Not only logic and language, but also constitutional history supports the interpretation advanced by Noel Canning, not that of the Board. When the Federalist Papers spoke of recess appointments, they referred to those commissions as expiring “at the end of the ensuing session.” The Federalist No. 67, at 408 (Clinton Rossiter ed., 2003). For there to be an ”ensuing session,” it seems likely to the point of near certainty that recess appointments were being made at a time when the Senate was not in session — that is, when it was in “the Recess.” Thus, background documents to the Constitution, in addition to the language itself, suggest that “the Recess” refers to the period between sessions that would end with the ensuing session of the Senate.
The implications of this ruling if it stands is really quite extraordinary. When the Constitution was drafted, it was understood that there would be long gaps between the end of one session of Congress and the beginning of another. Indeed, for most of the early years of the Republic, the gap between the end of one Session of Congress, typically in December, and the beginning of the other on March 4th was months at a time. Partly, this was due to the state of transportation at the time, of course, but there was also the fact that there simply wasn’t nearly as much to do in the 18th and 19th Century as there is today. This isn’t the situation for the modern Congress, of course. While recesses are frequent during the year, it’s not uncommon for a Congressional session to last for almost all of a calendar year. In fact, under the law, a Session of Congress does not end until just before Noon on January 3rd of the calendar year following a Presidential or mid-term election. The “recess” between the 112th and 113th Congresses, for example, was a matter of mere minutes. If this holding stands, then it would effectively mean that a President really wouldn’t have a Recess Appointment power any more because there isn’t really much of a recess between one Congress and another.
Of course, the ultimate fate of this ruling remains unclear. The 11th Circuit Court of Appeals rejected a challenge to a Recess Appointment by President George W. Bush, arguing that the Constitution does not set a minimum amount of time for a “recess” that would trigger the appointment power.
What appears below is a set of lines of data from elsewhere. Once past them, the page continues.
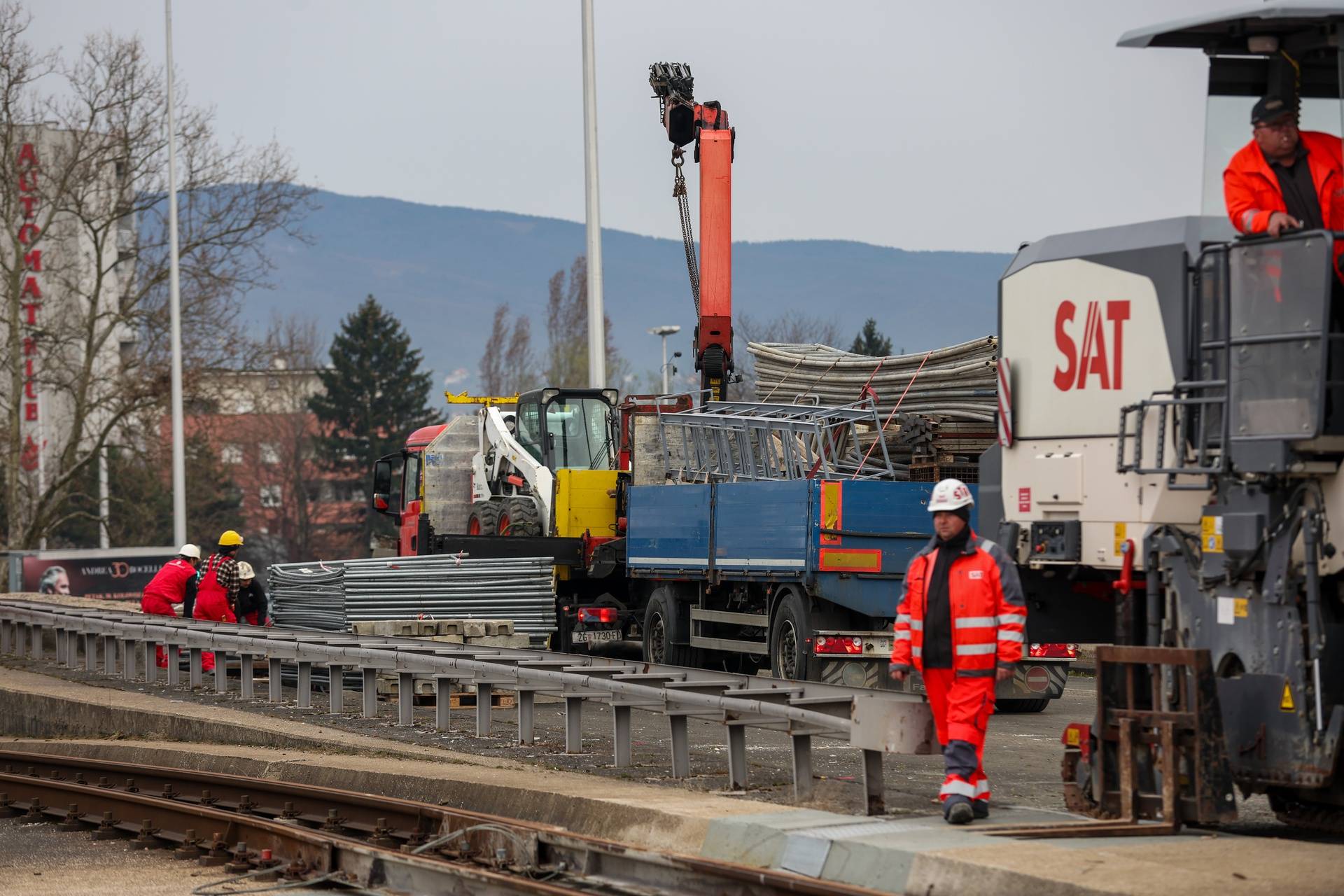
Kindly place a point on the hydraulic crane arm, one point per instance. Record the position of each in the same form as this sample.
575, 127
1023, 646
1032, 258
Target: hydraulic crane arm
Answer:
706, 125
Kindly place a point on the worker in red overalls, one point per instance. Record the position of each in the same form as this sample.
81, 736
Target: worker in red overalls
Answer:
217, 583
961, 625
174, 583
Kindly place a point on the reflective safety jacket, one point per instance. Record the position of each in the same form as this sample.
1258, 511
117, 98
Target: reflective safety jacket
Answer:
1253, 194
988, 610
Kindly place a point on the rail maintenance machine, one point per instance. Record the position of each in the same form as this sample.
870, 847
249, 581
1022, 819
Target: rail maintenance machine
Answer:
1172, 429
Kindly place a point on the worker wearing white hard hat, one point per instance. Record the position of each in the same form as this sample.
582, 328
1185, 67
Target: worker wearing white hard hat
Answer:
960, 625
175, 583
251, 605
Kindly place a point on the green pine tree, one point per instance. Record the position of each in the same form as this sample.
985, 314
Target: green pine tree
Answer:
372, 397
870, 342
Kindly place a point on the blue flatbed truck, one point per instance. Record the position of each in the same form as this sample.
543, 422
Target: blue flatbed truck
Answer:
800, 577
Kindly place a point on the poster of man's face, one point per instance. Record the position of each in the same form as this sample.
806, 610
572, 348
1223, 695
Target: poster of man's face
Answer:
94, 577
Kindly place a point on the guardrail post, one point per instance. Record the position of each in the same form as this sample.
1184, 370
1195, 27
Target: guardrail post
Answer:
444, 701
194, 665
405, 697
174, 664
737, 758
573, 724
305, 684
274, 685
526, 716
483, 708
109, 654
370, 692
128, 660
680, 747
802, 767
245, 678
622, 736
335, 688
873, 785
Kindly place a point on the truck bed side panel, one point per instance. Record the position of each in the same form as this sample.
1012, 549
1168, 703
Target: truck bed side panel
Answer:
668, 528
762, 527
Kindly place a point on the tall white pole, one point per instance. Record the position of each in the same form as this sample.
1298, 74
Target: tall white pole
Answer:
664, 363
597, 331
179, 438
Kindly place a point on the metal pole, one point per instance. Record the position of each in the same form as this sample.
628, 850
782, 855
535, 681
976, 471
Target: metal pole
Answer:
664, 363
179, 438
597, 331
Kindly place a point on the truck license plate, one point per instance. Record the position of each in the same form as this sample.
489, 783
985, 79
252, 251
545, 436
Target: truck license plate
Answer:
597, 634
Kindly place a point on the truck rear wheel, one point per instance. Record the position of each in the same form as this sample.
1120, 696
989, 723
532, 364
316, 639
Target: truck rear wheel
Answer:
519, 517
484, 519
662, 622
790, 638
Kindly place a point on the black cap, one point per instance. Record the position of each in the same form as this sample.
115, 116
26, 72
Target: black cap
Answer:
1270, 108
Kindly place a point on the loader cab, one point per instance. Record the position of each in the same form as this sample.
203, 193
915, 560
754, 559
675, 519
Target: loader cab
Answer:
568, 429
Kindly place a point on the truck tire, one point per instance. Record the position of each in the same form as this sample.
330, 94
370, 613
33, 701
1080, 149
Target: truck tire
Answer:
1022, 704
519, 517
790, 638
484, 519
663, 618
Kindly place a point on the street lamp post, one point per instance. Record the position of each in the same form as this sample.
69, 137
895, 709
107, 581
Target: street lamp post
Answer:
667, 330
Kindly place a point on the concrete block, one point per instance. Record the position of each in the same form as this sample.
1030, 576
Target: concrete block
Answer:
512, 641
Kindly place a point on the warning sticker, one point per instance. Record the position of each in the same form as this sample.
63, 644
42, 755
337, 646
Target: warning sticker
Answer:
1211, 533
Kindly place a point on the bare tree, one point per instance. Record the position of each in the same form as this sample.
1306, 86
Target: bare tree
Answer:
84, 266
507, 360
566, 317
793, 327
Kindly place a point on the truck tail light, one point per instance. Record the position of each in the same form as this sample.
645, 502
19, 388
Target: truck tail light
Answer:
1053, 650
839, 645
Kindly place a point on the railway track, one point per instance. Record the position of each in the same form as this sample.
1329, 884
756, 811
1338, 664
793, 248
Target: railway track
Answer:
284, 832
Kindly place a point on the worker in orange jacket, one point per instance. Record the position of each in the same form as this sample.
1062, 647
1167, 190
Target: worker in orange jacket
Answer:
961, 624
1285, 178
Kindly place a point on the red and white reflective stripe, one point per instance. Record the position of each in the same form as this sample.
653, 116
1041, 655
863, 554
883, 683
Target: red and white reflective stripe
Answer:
1004, 403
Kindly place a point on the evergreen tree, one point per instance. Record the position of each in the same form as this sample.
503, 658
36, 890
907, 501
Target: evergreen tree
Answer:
372, 397
870, 342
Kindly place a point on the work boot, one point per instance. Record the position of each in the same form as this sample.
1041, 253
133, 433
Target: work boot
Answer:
958, 813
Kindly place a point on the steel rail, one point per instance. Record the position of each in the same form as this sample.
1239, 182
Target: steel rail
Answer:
874, 722
314, 828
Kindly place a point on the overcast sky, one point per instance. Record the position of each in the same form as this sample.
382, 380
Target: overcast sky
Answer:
932, 125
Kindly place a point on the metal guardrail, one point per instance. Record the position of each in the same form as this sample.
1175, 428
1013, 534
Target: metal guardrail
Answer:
874, 722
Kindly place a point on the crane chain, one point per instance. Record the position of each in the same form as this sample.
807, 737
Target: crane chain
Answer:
687, 234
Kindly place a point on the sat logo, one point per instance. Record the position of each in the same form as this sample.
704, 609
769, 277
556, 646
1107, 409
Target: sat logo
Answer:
1098, 354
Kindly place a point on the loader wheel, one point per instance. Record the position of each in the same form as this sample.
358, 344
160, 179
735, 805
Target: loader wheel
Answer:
519, 517
484, 519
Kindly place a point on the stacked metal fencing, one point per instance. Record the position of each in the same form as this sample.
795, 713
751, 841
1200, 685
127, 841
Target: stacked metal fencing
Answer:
332, 594
956, 383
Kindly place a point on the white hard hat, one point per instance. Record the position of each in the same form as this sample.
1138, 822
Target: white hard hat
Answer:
951, 495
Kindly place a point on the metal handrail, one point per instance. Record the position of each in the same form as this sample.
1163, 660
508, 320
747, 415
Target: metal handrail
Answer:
874, 722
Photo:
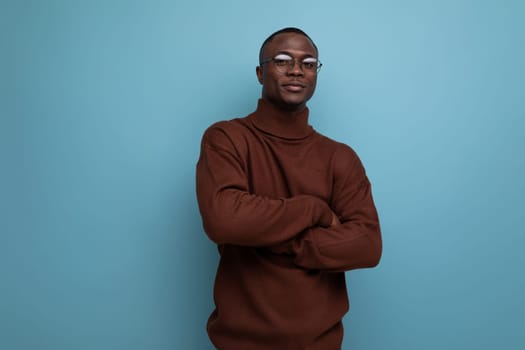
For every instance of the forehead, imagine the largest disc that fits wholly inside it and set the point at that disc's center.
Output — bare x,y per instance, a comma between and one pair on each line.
290,42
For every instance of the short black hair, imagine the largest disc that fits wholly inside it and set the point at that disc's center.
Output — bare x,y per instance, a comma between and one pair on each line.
281,31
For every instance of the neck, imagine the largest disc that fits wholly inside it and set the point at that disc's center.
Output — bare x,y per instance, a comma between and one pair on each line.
282,123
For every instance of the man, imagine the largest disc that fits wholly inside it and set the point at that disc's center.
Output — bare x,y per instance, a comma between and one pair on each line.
290,210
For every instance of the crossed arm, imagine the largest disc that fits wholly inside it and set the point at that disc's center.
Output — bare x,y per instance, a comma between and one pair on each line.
337,237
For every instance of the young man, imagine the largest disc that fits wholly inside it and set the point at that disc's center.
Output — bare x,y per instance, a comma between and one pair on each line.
290,210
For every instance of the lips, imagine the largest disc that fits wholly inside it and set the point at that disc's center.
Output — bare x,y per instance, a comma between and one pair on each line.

The D.C. Circuit addresses that ruling in its opinion and disputes it fairly well I must say, but it’s unclear how the Supreme Court is going to view a case like this. When it does come before them, and I suspect it will, it will a case of first impression dealing with a Constitutionally significant dispute between the two political branches of government. If the D.C. Circuit’s ruling is upheld, then it essentially means that everything that the NLRB did after January 4, 2012 was invalid. The same would apply to the actions taken by Richard Corday’s actions at the CRPB. The impact of such a decision is not something that even the Court’s most conservative Justices will take likely. It’s possible that the D.C. Circuit is correct about this, their opinion is certainly very persuasive, but this issue isn’t resolved by any means and I wouldn’t believe any legal analyst who said they knew for sure how it was going to turn out in the end.